性犯罪前科者の居住制限 地方自治体に権限なし

 ニューヨーク州上訴裁判所は17日、性犯罪の前科を持つ者が学校から1000フィート以内の距離の居住を禁止する条例を無効とする判決を満場一致で下した。これは、2006年にナッソー郡で制定されたもの。
 01年に児童ポルノの所持で有罪判決を受け、22カ月間服役した経験を持つマイケル・ディアックさんが08年、500フィート以内に2つの学校がある場所に引っ越したことで、条例違反として起訴されたことに対し起こした裁判に対する判決。

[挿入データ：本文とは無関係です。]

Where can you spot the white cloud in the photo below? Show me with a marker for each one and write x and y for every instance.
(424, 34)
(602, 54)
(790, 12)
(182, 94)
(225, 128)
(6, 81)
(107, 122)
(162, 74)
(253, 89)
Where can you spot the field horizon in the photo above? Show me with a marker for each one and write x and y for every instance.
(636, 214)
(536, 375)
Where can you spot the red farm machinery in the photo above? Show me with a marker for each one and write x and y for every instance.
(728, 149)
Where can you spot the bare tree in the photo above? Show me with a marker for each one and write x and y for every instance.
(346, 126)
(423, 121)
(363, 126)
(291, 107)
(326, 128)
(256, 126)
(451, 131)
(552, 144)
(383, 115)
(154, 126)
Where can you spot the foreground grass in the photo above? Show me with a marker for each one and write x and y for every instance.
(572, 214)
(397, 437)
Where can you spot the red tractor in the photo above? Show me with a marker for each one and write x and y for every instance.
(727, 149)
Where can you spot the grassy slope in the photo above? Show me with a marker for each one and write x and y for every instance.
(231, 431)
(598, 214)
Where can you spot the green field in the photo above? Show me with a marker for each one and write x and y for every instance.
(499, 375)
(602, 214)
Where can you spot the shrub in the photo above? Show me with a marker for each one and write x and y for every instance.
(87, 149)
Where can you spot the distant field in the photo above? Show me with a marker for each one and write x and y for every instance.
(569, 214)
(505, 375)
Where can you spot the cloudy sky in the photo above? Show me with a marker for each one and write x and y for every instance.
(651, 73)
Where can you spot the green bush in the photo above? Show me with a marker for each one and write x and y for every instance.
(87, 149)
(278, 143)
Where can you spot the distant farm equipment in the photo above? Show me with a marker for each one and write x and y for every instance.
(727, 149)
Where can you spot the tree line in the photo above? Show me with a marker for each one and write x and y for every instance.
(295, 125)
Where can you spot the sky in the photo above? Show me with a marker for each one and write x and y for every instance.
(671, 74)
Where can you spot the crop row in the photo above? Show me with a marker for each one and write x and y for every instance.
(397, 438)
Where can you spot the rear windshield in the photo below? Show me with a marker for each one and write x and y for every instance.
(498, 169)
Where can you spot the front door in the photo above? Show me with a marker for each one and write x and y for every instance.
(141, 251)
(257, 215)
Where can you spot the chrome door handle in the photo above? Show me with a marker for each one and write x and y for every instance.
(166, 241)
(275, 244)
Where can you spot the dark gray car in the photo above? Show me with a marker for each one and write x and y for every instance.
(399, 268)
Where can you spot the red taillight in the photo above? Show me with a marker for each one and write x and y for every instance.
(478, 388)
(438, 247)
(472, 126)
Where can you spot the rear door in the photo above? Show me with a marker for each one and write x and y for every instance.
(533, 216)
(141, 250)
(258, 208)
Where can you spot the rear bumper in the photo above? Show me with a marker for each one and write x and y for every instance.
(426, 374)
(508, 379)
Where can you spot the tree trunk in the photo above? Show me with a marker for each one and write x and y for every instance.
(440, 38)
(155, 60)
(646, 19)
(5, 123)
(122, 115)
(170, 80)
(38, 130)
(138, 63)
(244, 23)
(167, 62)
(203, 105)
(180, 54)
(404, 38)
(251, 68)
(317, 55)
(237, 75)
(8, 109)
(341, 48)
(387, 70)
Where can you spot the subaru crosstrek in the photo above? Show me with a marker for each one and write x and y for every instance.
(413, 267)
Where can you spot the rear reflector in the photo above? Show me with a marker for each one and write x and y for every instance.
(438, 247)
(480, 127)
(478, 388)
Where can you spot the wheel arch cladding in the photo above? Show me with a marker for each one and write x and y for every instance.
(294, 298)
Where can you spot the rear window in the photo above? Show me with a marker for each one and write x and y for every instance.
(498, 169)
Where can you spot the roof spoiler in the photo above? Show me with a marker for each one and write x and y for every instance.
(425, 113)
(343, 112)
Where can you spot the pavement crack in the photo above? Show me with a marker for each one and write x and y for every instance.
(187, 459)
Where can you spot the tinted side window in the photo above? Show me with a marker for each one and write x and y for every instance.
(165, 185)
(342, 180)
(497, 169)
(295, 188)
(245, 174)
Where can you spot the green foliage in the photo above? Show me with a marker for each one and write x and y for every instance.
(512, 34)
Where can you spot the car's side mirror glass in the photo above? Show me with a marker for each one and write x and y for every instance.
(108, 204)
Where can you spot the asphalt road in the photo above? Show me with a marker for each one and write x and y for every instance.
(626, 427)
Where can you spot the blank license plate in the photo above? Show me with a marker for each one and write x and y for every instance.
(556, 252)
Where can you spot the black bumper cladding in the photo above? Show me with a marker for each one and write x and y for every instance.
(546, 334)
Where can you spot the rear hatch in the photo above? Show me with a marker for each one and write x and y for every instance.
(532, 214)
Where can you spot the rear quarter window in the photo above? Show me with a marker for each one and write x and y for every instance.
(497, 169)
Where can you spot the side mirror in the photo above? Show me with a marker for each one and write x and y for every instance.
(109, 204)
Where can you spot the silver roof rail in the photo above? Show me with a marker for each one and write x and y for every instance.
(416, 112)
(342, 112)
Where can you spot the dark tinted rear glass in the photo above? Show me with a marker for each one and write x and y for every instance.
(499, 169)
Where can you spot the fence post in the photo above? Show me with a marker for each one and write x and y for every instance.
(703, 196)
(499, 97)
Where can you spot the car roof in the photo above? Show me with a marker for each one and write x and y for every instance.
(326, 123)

 州法では、最高レベルにあたるレベル3の性犯罪者で且つ執行猶予または仮釈放中にある者は、学校や託児所から1000フィート以内の居住を禁じているが、ディアックさんは危険度の低い「レベル1」と登録されており、引っ越し当時に執行猶予はすでに完了していたという。
 裁判所のユージーン・ピゲット判事は判決文の中で、「州の憲法に矛盾する地方条例を制定することにより、その権限を行使することは禁止されている」とし、「ディアックさんの行為は州が定める規定に抵触していない」と述べた。
 全米の100以上の地方自治体で、公園や学校など子どもが集まる場所の近くに性犯罪の前科を持つ者の居住を禁止する条例が制定されているが、同判決が先例となり将来の判決に影響を及ぼすものとみられる。